An employee can use paid sick leave (i) for his/her own or a family member’s illness, injury, medical care, treatment, diagnosis or preventative medical care; (ii) if s/he or a family member is the victim of domestic violence or a sexual offense, as defined by law; and/or (iii) if the employee’s place of business, or child’s school or place of care, is closed by government order due to a public health emergency.
Can an employer require the employee to provide notice?

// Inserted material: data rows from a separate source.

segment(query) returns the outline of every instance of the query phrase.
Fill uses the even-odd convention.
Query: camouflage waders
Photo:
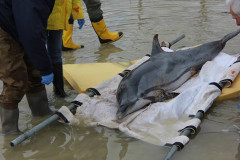
[[[23,48],[8,33],[0,28],[0,80],[3,90],[0,95],[0,107],[16,109],[26,92],[35,93],[45,90],[41,75],[29,59]]]

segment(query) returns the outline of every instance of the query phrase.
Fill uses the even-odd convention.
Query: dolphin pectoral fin
[[[163,102],[163,101],[173,99],[173,98],[177,97],[178,95],[179,95],[179,93],[175,93],[175,92],[164,92],[162,97],[158,100],[158,102]]]
[[[155,34],[153,37],[153,42],[152,42],[152,53],[151,56],[154,56],[156,54],[159,54],[161,52],[164,52],[163,49],[161,48],[159,41],[158,41],[158,34]]]

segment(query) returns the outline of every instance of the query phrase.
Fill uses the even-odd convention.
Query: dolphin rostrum
[[[239,33],[240,29],[227,34],[221,40],[173,53],[162,50],[156,34],[151,57],[129,72],[118,86],[118,119],[150,103],[176,97],[178,93],[173,91],[199,71],[205,62],[216,57],[226,42]]]

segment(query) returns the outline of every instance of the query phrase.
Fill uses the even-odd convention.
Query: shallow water
[[[181,34],[186,37],[172,48],[217,40],[238,27],[226,13],[223,0],[102,0],[106,24],[111,31],[122,31],[121,40],[100,45],[85,11],[82,30],[74,25],[74,41],[85,48],[63,52],[64,63],[119,62],[143,57],[151,51],[154,34],[159,40],[171,41]],[[85,6],[83,6],[85,9]],[[239,53],[240,36],[229,41],[224,52]],[[52,107],[68,105],[76,92],[65,82],[70,95],[58,99],[47,86]],[[2,86],[1,86],[2,88]],[[198,134],[174,159],[240,160],[240,108],[238,99],[215,103],[204,117]],[[46,117],[45,117],[46,118]],[[45,118],[33,118],[26,99],[20,103],[20,129],[27,131]],[[22,144],[10,148],[15,137],[0,136],[1,160],[159,160],[169,148],[145,143],[104,127],[67,126],[55,122]]]

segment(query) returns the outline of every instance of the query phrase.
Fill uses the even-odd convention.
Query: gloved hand
[[[84,23],[85,23],[85,19],[78,19],[79,29],[82,29]]]
[[[42,84],[49,85],[53,81],[53,73],[50,73],[48,75],[42,76]]]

If an employee’s need for paid sick leave is reasonably foreseeable (e.g., prescheduled appointments with health care providers and court dates), an employer may require up to seven days’ notice before leave is taken. If the employee’s need for paid sick leave is not reasonably foreseeable, an employer may require notice as soon as practicable on the day the employee intends to take the paid sick leave. An employee may notify the employer of the need for leave via phone, e-mail or text message if the need for leave is not reasonably foreseeable.

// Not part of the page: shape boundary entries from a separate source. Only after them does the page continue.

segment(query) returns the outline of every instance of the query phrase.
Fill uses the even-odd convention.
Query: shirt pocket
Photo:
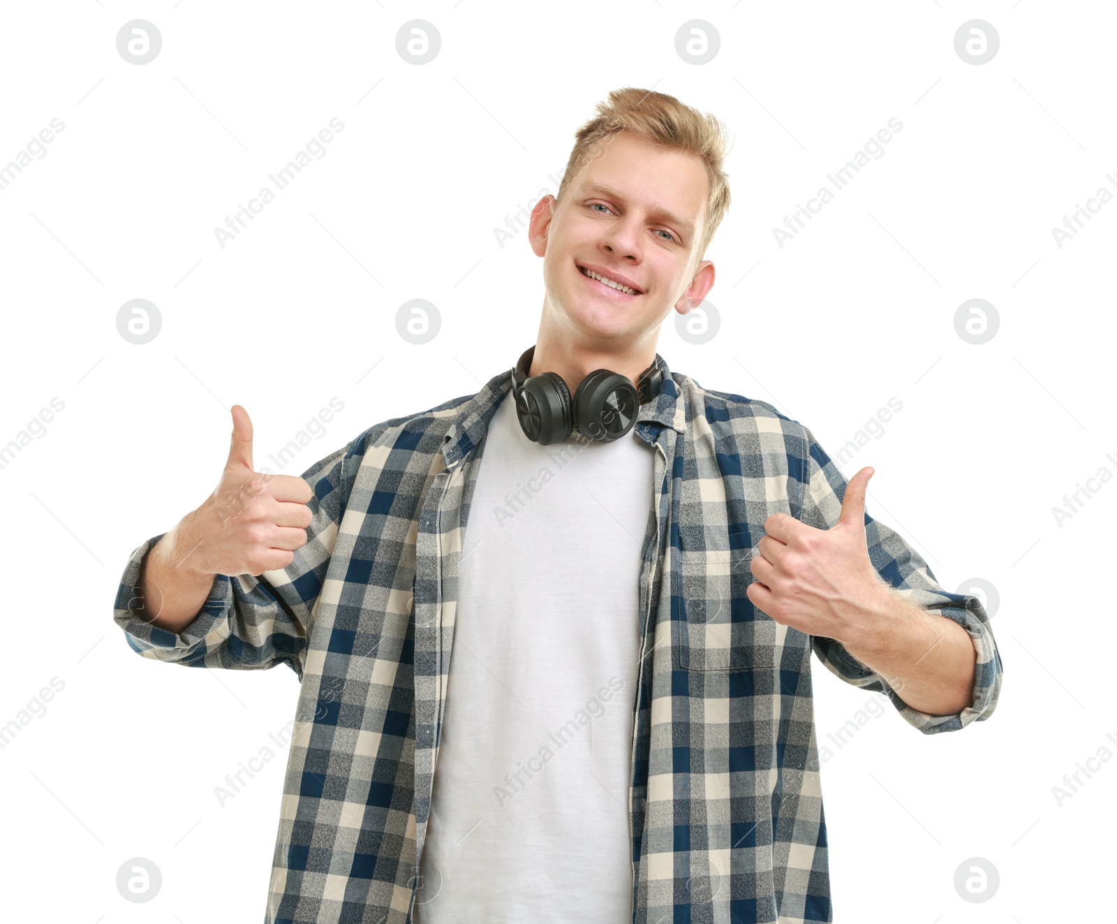
[[[763,528],[756,539],[764,534]],[[698,546],[698,547],[695,547]],[[746,524],[705,528],[679,537],[672,575],[672,658],[677,669],[756,670],[780,665],[786,627],[756,609],[745,593],[753,577],[755,541]]]

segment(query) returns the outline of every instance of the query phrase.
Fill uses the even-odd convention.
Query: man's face
[[[713,263],[693,266],[709,181],[697,158],[624,132],[600,143],[596,154],[561,202],[544,197],[532,212],[532,249],[544,258],[544,315],[590,336],[640,340],[672,307],[686,314],[714,285]]]

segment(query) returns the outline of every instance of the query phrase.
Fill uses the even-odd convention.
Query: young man
[[[714,284],[723,156],[611,93],[532,212],[515,369],[303,478],[235,407],[213,496],[132,553],[136,651],[302,680],[268,922],[831,921],[811,651],[926,734],[992,714],[985,610],[871,469],[656,352]]]

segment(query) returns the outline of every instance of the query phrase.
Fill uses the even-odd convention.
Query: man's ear
[[[695,273],[690,285],[682,293],[679,301],[675,303],[675,309],[679,314],[687,314],[695,305],[701,304],[701,299],[714,287],[714,261],[703,260]]]
[[[556,203],[557,200],[547,193],[532,209],[532,219],[527,223],[527,240],[536,257],[542,257],[547,251],[547,230],[551,228]]]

Can an employer require a doctor’s note?
If the employee is absent for more than three consecutive work days, then an employer can require documentation signed by a licensed healthcare provider that the paid sick leave was used in accordance with the law. An employer cannot require the documentation to specify the nature of the injury, illness or condition, except as required by law.
Can hours carry over to the next 12-month period?
Yes. Employees can carry over half of their unused paid sick leave, up to a maximum of 20 hours, to the next 12-month period. Additionally, employees who work for an employer covered by the Family and Medical Leave Act (“FMLA”) may carry over up to 40 hours of unused accrued paid sick leave to use exclusively for FMLA-eligible purposes.
The ordinances also require employers to (i) post a notice in a conspicuous place within the workplace advising employees of their rights to paid sick leave and (ii) include such a notice with an employee’s first paycheck (City of Chicago) or provide such notice at the time of commencement of employment (Cook County). The Ordinances provide an employee with a private right of action for an employer’s non-compliance with any provision of the law.
The Illinois Employee Sick Leave Act
Unlike the Cook County and Chicago Ordinances, Illinois’s new law does not require employers to provide paid sick leave to their employees. Instead, the new law requires employers who already provide personal sick leave to allow employees to use that sick leave to care for family members. An employee may use up to half of his/her accrued leave time for absences due to illness, injury, or medical appointments of the employee’s family member. Family members covered by the law include the employee’s child, spouse, domestic partner, sibling, parent, mother or father-in-law, grandchild, grandparent, or stepparent.
Employers are hopeful that implementing regulations and guidelines will clarify some unknowns in the new laws, such as whether employees will be entitled to reinstatement of paid sick leave if they leave employment but return within a specified period.
Chicago, Cook County, and Illinois are just a few of the many state and local governments across the country that have passed paid sick leave laws in recent years. The State of Connecticut passed the first paid sick leave law in 2011. Since then, more than 30 states, municipalities and counties have enacted versions of paid sick leave laws.
Employers should carefully review their policies related to paid sick leave to ensure compliance with the new laws. Employers with employees outside of Illinois should determine whether they need to amend their sick leave policies to ensure they are in compliance with state, municipal and county paid sick leave laws being enacted around the country.